Open source self-hosted web archiving.

ArchiveBox takes URLs/browser history/bookmarks/Pocket/Pinboard/etc., saves HTML, JS, PDFs, media, and more...

Features

Saves the entire page, including HTML, JS, CSS, media, and more
Supports a variety of input sources, including URLs, browser history, bookmarks, Pocket, and Pinboard
Can be self-hosted on your own server or in the cloud
Is open source and free to use
Is actively developed and maintained

Benefits

Preserve your online history. ArchiveBox can help you save your important web pages before they disappear.
Protect your privacy. ArchiveBox does not track or store your personal information.
Control your own data. Your archives are stored on your own server, so you have complete control over them.

How it works

ArchiveBox uses a headless browser to visit the web pages you want to archive. It then saves the HTML, JS, CSS, media, and other resources from the page to your server.

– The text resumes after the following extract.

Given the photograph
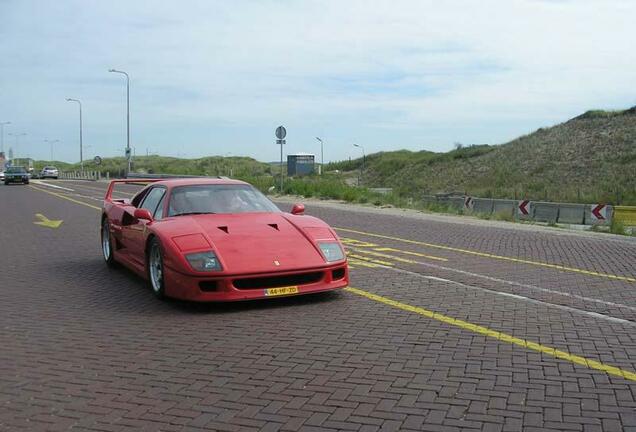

You can access your archives via a web interface or through the API.

Getting started

To get started with ArchiveBox, you will need to install it on your server. You can find detailed installation instructions on the ArchiveBox website.

Once you have installed ArchiveBox, you can start archiving web pages by adding them to your queue. You can do this via the web interface, the command line, or the API.

Resources

Contributing

ArchiveBox is an open source project and we welcome contributions from the community. You can find more information about contributing on the ArchiveBox website.